ハーブ研究家のベニシア・スタンリー・スミスの書籍『ベニシアのハーブ便り 京都・大原の古民家暮らし』(世界文化社)で、ベジタリアンの娘さんのための玄米・ハーブ・ナッツのローフのレシピを初めて見たのは、かれこれ9~10年前のことです。

食べてみたいけど、玄米・ナッツ・ハーブ・チーズ・型と準備するものが多く、なんだか敷居が高いし、気合が必要だなと感じていました。

既視感のある、この書き出し。

その後、ナッツを常食するようになり(→ そして、現在はあまり食べていないんだけんども)、型を購入し、ハーブもまずはコモンタイムから育て始めました。

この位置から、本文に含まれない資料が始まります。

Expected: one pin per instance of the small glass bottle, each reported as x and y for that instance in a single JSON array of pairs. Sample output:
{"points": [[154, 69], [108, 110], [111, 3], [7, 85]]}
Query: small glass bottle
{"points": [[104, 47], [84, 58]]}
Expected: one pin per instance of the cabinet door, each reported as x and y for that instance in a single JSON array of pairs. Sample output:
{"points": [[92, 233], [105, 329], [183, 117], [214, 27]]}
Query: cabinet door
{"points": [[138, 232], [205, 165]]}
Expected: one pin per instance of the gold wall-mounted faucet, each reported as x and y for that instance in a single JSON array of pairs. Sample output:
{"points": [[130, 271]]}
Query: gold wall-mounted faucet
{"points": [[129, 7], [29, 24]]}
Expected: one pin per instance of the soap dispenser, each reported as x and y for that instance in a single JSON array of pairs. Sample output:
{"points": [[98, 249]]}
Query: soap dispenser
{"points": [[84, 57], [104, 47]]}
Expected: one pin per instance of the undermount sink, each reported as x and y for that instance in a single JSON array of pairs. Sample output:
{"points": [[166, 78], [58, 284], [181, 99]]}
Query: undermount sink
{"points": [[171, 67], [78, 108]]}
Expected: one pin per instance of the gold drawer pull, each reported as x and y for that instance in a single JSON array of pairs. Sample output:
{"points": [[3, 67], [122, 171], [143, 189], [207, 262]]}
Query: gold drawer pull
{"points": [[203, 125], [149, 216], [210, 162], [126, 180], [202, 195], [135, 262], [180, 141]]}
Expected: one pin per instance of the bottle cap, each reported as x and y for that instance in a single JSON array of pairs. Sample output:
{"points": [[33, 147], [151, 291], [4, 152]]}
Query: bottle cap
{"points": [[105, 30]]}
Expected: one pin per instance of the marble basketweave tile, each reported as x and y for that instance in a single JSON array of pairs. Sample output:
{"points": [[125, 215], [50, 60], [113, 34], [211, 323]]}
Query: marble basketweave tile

一昨秋はコモンセージを植え、昨年はついにスイートマジョラムを植えました。

前庭から父が育てたパセリも拝借し、いよいよこの玄米ローフを作る、その時がやってきたのです。

思えば、〇年越し(←遠い目)。

ところで、ハーブってどれも一般的に「爽やか」と言われますが、私は常々、コモンタイムはプリングルスとかハッシュドビーフの匂いがすると思っていました。

庭のフレッシュハーブを摘んで、花瓶に挿していても、美味しそうな香りが漂っている。

翌日は美味しそうな香りが薄らいで、確かに爽やかさも感じ、花からは甘い匂いがしましたが、私の嗅覚って何か間違ってる?と、やや自信が無かったのです。

しかし、ブリアナ・ギガンテさんがリル・グランビッチ先輩とお料理を作るYouTube動画で、乾燥タイムを投入して「良い香り~!」「フライドチキンの香りがする」と言っている場面を発見!

俄然、勇気が出てきました。

タイムの爽やかな香りって、もしかしてレモンタイムやフレンチタイムのことを指しているのかもしれませんね。

さて、ベニシアさんのローフを作るためだけに2年前に植えたコモンセージですが、35粒を播種したうちの3本が存命中。

コモンセージは「不老長寿のハーブ」と言われており、「セージが庭に植わっている家には病人が出ない」との記述も見かけました。

効果効能を調べると、消化器系・婦人科系の症状・循環器系・精神症状等に作用し、全身の強壮・免疫力のアップにも良く、抗酸化作用から老化防止も期待でき、抗ガン作用まで持ち合わせていると。

また、抗菌・抗ウィルス作用があるため、これからの季節には風邪予防としても利用できます。 

この万能さは一体どこから?

どうやら、カリウム・カルシウム・マグネシウム・鉄分などのミネラルが豊富で、ツヨン・シネオール・ボルネオール・カンファー・タンニン・フラボノイド・サルビン酸・カルノシン酸・フェノール酸などの化合物を含んでいるため、らしい。

つまりは「栄養豊富」、スーパーフードということか……。

さあ、ローフの調理に取り掛かります。

レシピでは6人分の分量が記載されていますが、今回は様子を見つつ、3人分で作りました。

材料の玄米ご飯は、生米か炊いたものか迷いましたが、「ごはん」とあるので炊いた玄米を使用。

200℃のオーブンで1時間焼くとあるけど、半分の材料なので、単純計算で30分でも良いのだろうか?

にしても、オーブン料理でいつも思うけど、そんなに長く焼く必要ある?

初めて作るお料理ということもあって、次々と疑問が。

結局、シイタケと玉ねぎを炒めて、生の材料はとき卵2個分とハーブのみなのですが、アルミホイルをかぶせて調節しながら200℃で50分焼きました。

良い焼き色が付き、美味しそう。

いざ、実食。

ニンニクの香りなのかコモンタイムの香りなのか、はたまたチーズの味のためか、それとも卵のタンパク質によるものなのか分からないけれど、食べた感じがお肉っぽい。

高級なヘルシーな本格的な「謎肉」とでも言うべきか……?

積極的に摂取したいけど、ハーブティー以外になかなか使い道が分からないセージが小さじ1も摂れちゃう(←少な!)ローフ、もし良かったら作ってみてね。